Ainsi, consécutivement à la dernière phase de terrassements, un suivi archéologique a été réalisé durant les deux premières semaines du mois de janvier sur une coupe d’une trentaine de m de long située à hauteur de l’édicule Sambre et de l’entrée du parking, sous la dalle en béton de l’étage -1 du futur parking. Cette stratigraphie offre l’occasion de mieux comprendre la succession des évènements naturels et d’origine humaine qui, au gré des millénaires, ont façonné la pointe du Confluent namurois. C’est en nettoyant et en analysant cette coupe qu’une découverte majeure à été faite.

Il s’agit d’une couche datant du Mésolithique, période située vers 9000 ans avant notre ère et ayant livré sur quelques mètres et une largeur de 10 à 20 cm seulement, soit moins de 2 m², un riche matériel en silex, ce qui est classique pour cette période et a déjà été rencontré au Grognon, mais surtout nombre d’ossements animaux et de restes végétaux dans un état de préservation rarissime pour la Belgique : os de cerf, de sanglier, d’auroch provenant d’au moins 33 individus et dont certains portent des traces de découpe, nombreux fragments de branches et de végétaux divers, dont des noisettes entières ou ayant été consommées.
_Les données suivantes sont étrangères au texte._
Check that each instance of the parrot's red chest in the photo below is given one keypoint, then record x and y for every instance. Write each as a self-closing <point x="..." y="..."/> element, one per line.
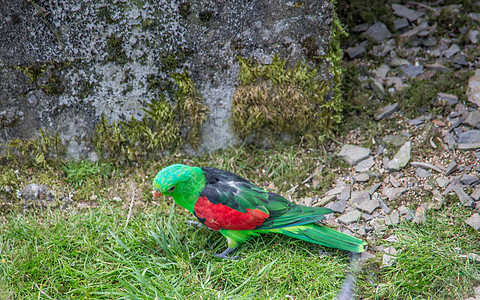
<point x="219" y="216"/>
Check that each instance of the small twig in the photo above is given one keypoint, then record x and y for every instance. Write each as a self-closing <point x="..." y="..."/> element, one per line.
<point x="130" y="209"/>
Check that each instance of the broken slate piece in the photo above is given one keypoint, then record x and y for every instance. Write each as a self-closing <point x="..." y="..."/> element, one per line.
<point x="448" y="98"/>
<point x="357" y="50"/>
<point x="405" y="12"/>
<point x="352" y="154"/>
<point x="401" y="158"/>
<point x="462" y="196"/>
<point x="386" y="111"/>
<point x="468" y="179"/>
<point x="350" y="217"/>
<point x="393" y="193"/>
<point x="378" y="32"/>
<point x="365" y="164"/>
<point x="474" y="221"/>
<point x="368" y="206"/>
<point x="473" y="92"/>
<point x="393" y="218"/>
<point x="422" y="173"/>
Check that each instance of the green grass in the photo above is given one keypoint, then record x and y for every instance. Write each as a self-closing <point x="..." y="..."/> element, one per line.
<point x="92" y="255"/>
<point x="432" y="260"/>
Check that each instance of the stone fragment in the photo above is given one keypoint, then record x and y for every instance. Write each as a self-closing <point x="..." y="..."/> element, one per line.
<point x="422" y="173"/>
<point x="452" y="167"/>
<point x="448" y="98"/>
<point x="368" y="206"/>
<point x="474" y="221"/>
<point x="400" y="23"/>
<point x="382" y="71"/>
<point x="426" y="166"/>
<point x="393" y="218"/>
<point x="350" y="217"/>
<point x="473" y="93"/>
<point x="469" y="137"/>
<point x="393" y="193"/>
<point x="378" y="32"/>
<point x="468" y="179"/>
<point x="405" y="12"/>
<point x="362" y="177"/>
<point x="395" y="140"/>
<point x="365" y="164"/>
<point x="473" y="118"/>
<point x="386" y="111"/>
<point x="462" y="196"/>
<point x="473" y="35"/>
<point x="475" y="195"/>
<point x="412" y="70"/>
<point x="442" y="181"/>
<point x="352" y="154"/>
<point x="451" y="51"/>
<point x="357" y="50"/>
<point x="401" y="158"/>
<point x="360" y="196"/>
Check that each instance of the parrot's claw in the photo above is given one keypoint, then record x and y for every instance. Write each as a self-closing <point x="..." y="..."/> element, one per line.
<point x="224" y="254"/>
<point x="194" y="223"/>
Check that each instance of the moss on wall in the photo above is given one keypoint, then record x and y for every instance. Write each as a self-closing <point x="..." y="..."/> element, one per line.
<point x="273" y="99"/>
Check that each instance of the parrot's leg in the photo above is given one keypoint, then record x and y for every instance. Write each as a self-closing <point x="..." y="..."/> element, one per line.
<point x="225" y="253"/>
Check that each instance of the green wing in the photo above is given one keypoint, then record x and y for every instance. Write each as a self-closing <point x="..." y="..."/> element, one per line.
<point x="239" y="194"/>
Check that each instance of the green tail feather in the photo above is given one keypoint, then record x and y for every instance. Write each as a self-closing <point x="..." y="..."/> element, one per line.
<point x="324" y="236"/>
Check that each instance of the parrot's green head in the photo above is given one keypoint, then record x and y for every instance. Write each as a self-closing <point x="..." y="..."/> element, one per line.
<point x="183" y="183"/>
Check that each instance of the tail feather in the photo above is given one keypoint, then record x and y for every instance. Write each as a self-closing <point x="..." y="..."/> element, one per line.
<point x="324" y="236"/>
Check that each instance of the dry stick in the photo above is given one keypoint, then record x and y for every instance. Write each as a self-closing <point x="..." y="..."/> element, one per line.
<point x="130" y="209"/>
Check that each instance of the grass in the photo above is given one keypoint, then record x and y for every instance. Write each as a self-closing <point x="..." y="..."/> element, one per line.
<point x="93" y="255"/>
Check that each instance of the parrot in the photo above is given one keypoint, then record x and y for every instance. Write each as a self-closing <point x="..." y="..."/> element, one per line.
<point x="239" y="210"/>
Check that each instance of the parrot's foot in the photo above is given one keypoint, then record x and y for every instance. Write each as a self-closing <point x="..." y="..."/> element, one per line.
<point x="225" y="253"/>
<point x="194" y="223"/>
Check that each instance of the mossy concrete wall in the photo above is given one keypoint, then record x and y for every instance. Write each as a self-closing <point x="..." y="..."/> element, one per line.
<point x="64" y="63"/>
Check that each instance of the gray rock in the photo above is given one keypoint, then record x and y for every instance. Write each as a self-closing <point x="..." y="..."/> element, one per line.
<point x="422" y="173"/>
<point x="400" y="23"/>
<point x="352" y="154"/>
<point x="451" y="167"/>
<point x="386" y="111"/>
<point x="378" y="32"/>
<point x="468" y="179"/>
<point x="365" y="164"/>
<point x="360" y="196"/>
<point x="475" y="195"/>
<point x="368" y="206"/>
<point x="442" y="181"/>
<point x="401" y="158"/>
<point x="462" y="196"/>
<point x="405" y="12"/>
<point x="362" y="177"/>
<point x="473" y="92"/>
<point x="454" y="49"/>
<point x="393" y="193"/>
<point x="357" y="50"/>
<point x="474" y="221"/>
<point x="448" y="98"/>
<point x="412" y="70"/>
<point x="395" y="140"/>
<point x="473" y="35"/>
<point x="473" y="118"/>
<point x="350" y="217"/>
<point x="469" y="137"/>
<point x="382" y="71"/>
<point x="393" y="218"/>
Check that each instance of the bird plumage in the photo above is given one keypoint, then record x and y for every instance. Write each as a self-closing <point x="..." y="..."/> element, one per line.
<point x="238" y="209"/>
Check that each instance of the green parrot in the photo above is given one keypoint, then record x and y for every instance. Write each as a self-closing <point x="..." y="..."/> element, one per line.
<point x="239" y="210"/>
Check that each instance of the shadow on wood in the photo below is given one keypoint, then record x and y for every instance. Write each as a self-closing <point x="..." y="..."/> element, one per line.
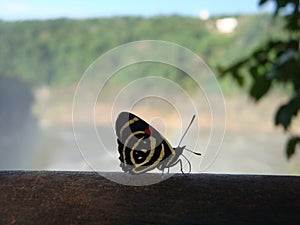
<point x="87" y="198"/>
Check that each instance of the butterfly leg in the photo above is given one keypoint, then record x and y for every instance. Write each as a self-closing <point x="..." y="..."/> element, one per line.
<point x="181" y="167"/>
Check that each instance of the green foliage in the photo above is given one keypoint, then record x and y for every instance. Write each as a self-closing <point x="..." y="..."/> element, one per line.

Un morceau de bois façonné fait également partie des découvertes, de même qu’une mandibule de chien, éléments très rares pour la période. Plus exceptionnelle encore est la découverte d’un ossement humain, en l’occurrence le fémur gauche incomplet d’un individu adulte. Son appartenance au niveau préhistorique doit encore être assurée, mais si elle se confirme, découvrir un os humain dans un tel contexte de préservation est à ce jour tout à fait unique et pose une série de questions tout à fait passionnantes, à commencer par la raison de sa présence à cet endroit, qui reste un mystère à ce stade. Que ce soit en Belgique ou au-delà, le potentiel scientifique de cette découverte est considérable, d’autant que le niveau semble avoir été peu perturbé depuis sont abandon il y a 9000 ans, comme en atteste un remontage effectué entre deux éléments de silex abandonnés sur le site par un tailleur. Ce remontage démontre que ces éléments sont restés proches l’un de l’autre après l’abandon du site et ce durant les millénaires qui nous séparent de la dernière occupation du lieu.
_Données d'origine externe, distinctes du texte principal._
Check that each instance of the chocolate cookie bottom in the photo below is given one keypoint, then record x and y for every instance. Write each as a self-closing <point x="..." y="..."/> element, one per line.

Par conséquent, en accord avec le Concessionnaire, son entrepreneur principal et la Ville de Namur, il a été décidé, après avoir descendu une grue dans l’excavation, de dégager le niveau recelant les vestiges préhistoriques, d’abord mécaniquement, puis manuellement.

Il faut ici remercier le Concessionnaire, Interparking, qui a accepté de financer les terrassements mécaniques qui ont permis d’atteindre la couche préhistorique sur une superficie de 70 m², soit un bon tiers de la superficie encore disponible.

Les fouilles en cours, qui se dérouleront en février et en mars, permettront de mieux comprendre l’organisation du campement et de préciser quels étaient les ressources en nourriture et en matières première recherchées au Grognon par ses occupants, de même que les modalités de leur mise en œuvre il y a près de 10.000 ans.